On a broad level, stocks are divided into three categories: growth, value, and dividend providers. Growth stocks are shares of companies whose revenue and earnings are growing faster than industry averages; value stocks trade at low valuations compared to their fundamentals; and dividend stocks provide consistent income. And in some cases, a stock can fall into one or more of the three categories.
Growth stocks (especially tech) have been the most popular choices in recent years, which makes sense, given how well many of them have performed. There are inherent risks that come with investing in growth stocks, but if you're looking for a way to hedge against these risks while still getting exposure to growth stocks, consider investing in a growth exchange-traded fund (ETF).
If you have $1,000 available to invest, a smart option to consider is the Vanguard Growth ETF (VUG 0.28%).
Image source: Getty Images.
VUG can be the best of both worlds
Many people associate growth stocks with small companies, but size doesn't define a growth stock. One of the best aspects of VUG is that it contains all large-cap companies, which can be the best of both worlds.
On one hand, you're investing in companies that are growing their business at industry-leading paces. On the other hand, large-cap companies are typically more stable because to reach that point, a company has generally established a working business model, a proven track record, and has access to more resources.
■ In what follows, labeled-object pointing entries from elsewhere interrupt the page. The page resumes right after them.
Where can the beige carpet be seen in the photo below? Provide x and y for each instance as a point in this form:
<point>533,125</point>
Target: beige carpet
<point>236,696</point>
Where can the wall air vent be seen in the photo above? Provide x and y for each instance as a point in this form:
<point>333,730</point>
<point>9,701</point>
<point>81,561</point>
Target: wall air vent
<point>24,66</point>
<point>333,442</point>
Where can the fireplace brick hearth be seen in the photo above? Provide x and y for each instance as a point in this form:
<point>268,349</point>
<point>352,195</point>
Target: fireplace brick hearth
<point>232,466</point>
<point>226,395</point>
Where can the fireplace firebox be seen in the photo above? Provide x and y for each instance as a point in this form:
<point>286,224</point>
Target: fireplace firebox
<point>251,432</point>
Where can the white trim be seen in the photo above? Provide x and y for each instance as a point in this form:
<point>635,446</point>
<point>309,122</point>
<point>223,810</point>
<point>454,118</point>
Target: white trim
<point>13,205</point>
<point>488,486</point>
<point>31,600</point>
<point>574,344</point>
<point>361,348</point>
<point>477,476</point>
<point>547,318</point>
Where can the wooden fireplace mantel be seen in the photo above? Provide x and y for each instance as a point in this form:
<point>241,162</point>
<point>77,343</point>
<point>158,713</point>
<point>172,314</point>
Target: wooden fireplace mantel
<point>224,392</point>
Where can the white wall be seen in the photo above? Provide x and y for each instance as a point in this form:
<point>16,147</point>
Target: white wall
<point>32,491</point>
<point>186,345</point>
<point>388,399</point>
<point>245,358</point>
There are, of course, exceptions to these rules, but for the most part, this is the balance of growth and stability you get when investing in large-cap growth stocks.

NYSEMKT: VUG
Key Data Points
The tech sector is leading the way
Being growth-focused inevitably means that VUG is very tech-heavy. The tech sector accounts for 62.1% of the ETF, far leading the next four most represented sectors: consumer discretionary (18.2%), industrials (8.2%), healthcare (5%), and financials (2.9%).
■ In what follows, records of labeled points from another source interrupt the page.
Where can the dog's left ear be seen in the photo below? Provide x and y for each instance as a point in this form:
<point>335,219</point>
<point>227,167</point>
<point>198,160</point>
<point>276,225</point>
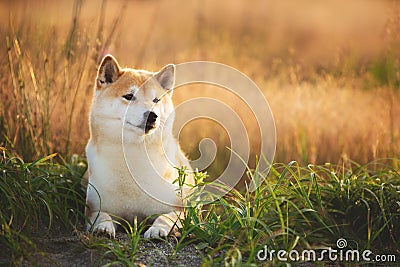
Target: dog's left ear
<point>166,77</point>
<point>108,72</point>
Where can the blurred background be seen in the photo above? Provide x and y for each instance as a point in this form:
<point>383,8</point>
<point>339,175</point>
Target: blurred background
<point>330,70</point>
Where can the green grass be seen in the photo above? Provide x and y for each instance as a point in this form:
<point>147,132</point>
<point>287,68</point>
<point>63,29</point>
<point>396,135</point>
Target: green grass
<point>294,208</point>
<point>37,197</point>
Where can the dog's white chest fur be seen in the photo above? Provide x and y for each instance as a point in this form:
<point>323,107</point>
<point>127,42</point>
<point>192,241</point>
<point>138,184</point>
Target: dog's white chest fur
<point>131,168</point>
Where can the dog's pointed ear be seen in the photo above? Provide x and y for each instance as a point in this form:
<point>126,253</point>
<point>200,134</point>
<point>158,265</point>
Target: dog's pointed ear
<point>108,72</point>
<point>166,77</point>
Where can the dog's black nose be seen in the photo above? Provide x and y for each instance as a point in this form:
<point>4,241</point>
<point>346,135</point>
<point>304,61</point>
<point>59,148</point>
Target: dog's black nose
<point>150,117</point>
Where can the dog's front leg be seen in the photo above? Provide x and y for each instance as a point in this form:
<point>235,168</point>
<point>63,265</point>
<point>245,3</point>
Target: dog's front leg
<point>164,224</point>
<point>101,222</point>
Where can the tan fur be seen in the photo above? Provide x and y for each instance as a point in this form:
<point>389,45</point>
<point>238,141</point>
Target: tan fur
<point>130,170</point>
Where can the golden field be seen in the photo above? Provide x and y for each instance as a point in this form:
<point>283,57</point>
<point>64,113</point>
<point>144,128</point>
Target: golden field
<point>330,70</point>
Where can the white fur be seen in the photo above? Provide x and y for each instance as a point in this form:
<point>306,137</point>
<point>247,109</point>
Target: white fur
<point>127,168</point>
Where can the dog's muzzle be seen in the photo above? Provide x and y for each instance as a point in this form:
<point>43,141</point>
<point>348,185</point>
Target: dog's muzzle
<point>150,119</point>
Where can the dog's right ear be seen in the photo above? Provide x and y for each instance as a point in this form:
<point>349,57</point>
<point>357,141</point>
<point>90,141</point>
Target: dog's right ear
<point>108,72</point>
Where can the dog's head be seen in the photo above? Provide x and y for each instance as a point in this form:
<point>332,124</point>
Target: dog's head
<point>137,102</point>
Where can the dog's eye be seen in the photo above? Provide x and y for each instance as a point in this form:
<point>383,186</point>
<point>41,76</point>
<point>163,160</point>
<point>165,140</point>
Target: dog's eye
<point>129,97</point>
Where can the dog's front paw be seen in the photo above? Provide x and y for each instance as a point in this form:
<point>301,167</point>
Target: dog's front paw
<point>156,232</point>
<point>102,223</point>
<point>105,227</point>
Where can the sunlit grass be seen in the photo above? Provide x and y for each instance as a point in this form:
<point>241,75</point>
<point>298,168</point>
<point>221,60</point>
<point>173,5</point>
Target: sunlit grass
<point>334,98</point>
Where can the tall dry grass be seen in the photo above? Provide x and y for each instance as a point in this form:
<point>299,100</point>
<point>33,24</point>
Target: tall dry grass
<point>329,70</point>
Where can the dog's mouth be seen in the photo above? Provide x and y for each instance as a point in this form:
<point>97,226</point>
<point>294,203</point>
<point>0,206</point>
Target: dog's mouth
<point>145,126</point>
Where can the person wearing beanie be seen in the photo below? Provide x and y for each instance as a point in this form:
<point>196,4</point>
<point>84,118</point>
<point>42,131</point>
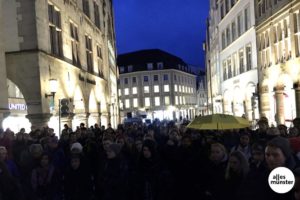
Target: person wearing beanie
<point>297,184</point>
<point>113,176</point>
<point>76,147</point>
<point>278,153</point>
<point>113,151</point>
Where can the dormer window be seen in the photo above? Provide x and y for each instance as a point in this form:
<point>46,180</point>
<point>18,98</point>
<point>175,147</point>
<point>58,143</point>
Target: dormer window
<point>160,65</point>
<point>130,68</point>
<point>149,66</point>
<point>121,69</point>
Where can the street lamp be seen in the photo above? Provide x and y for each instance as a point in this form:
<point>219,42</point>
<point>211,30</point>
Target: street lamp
<point>53,88</point>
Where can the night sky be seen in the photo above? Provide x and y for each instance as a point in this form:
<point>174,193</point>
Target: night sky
<point>175,26</point>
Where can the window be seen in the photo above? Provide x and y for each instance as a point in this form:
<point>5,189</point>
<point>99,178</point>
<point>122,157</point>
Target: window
<point>167,100</point>
<point>99,60</point>
<point>233,31</point>
<point>229,67</point>
<point>160,65</point>
<point>285,28</point>
<point>130,68</point>
<point>263,7</point>
<point>232,3</point>
<point>55,30</point>
<point>239,25</point>
<point>89,53</point>
<point>126,91</point>
<point>133,80</point>
<point>259,5</point>
<point>147,102</point>
<point>223,40</point>
<point>228,37</point>
<point>127,103</point>
<point>135,103</point>
<point>156,88</point>
<point>157,101</point>
<point>166,77</point>
<point>74,44</point>
<point>226,6</point>
<point>267,39</point>
<point>134,90</point>
<point>248,57</point>
<point>146,79</point>
<point>146,89</point>
<point>297,22</point>
<point>86,7</point>
<point>241,61</point>
<point>225,70</point>
<point>247,18</point>
<point>166,88</point>
<point>149,66</point>
<point>222,10</point>
<point>234,65</point>
<point>297,30</point>
<point>96,14</point>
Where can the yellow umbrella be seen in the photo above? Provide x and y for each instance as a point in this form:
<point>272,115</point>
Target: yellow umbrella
<point>218,122</point>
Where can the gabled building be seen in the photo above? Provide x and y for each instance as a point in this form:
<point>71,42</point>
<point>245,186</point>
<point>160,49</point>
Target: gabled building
<point>69,44</point>
<point>278,44</point>
<point>156,84</point>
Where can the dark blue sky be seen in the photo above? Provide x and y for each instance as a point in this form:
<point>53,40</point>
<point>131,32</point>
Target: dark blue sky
<point>176,26</point>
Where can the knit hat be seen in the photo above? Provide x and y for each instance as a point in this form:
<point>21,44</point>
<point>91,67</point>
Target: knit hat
<point>115,148</point>
<point>258,147</point>
<point>76,145</point>
<point>281,143</point>
<point>53,139</point>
The reason VUG is so tech-heavy is that it's market-cap weighted, meaning larger companies account for more of the ETF than smaller ones. And with megacap tech stocks exploding in valuation over the past few years, they've inevitably become a larger part of VUG. Below are its top 10 holdings:
| Company | Percentage of the ETF |
|---|---|
| Nvidia | 12.01% |
| Microsoft | 10.70% |
| Apple | 10.47% |
| Amazon | 5.55% |
| Broadcom | 4.26% |
| Meta Platforms (Class A) | 4.22% |
| Alphabet (Class A) | 3.77% |
| Tesla | 3.70% |
| Alphabet (Class C) | 3.00% |
| Eli Lilly | 1.99% |
Since it's so concentrated in a few stocks, I wouldn't recommend making VUG the bulk of your portfolio, but it can still serve as a staple piece. Just be sure to check the overlap with other stocks or ETFs you may own to ensure that your portfolio isn't just "Magnificent Seven" stocks.
A history of outperforming the market
The main reason to invest in a growth ETF is to give yourself a chance to outperform the broader market (typically based on S&P 500 returns). Otherwise, you're better off simply investing in an S&P 500 ETF instead. Luckily, VUG has historically outperformed the S&P 500.
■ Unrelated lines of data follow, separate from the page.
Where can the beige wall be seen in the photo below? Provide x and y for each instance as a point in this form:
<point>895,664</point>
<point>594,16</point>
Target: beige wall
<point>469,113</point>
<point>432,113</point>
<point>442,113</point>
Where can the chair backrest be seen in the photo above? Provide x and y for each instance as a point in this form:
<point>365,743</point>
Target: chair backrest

In the past decade, VUG has increased by 353% compared to the S&P 500's 225%. If you had invested $1,000 in both a decade ago, the investment in VUG would be worth well over $1,200 more.
Past results don't guarantee future performance, so I don't want to give off the impression that VUG is guaranteed to keep outperforming the S&P 500. However, as long as the tech sector continues to lead the charge on U.S. economic growth, VUG should be well-positioned to outperform the market in the long term. Investing $1,000 is likely a move you won't regret when you look back years later.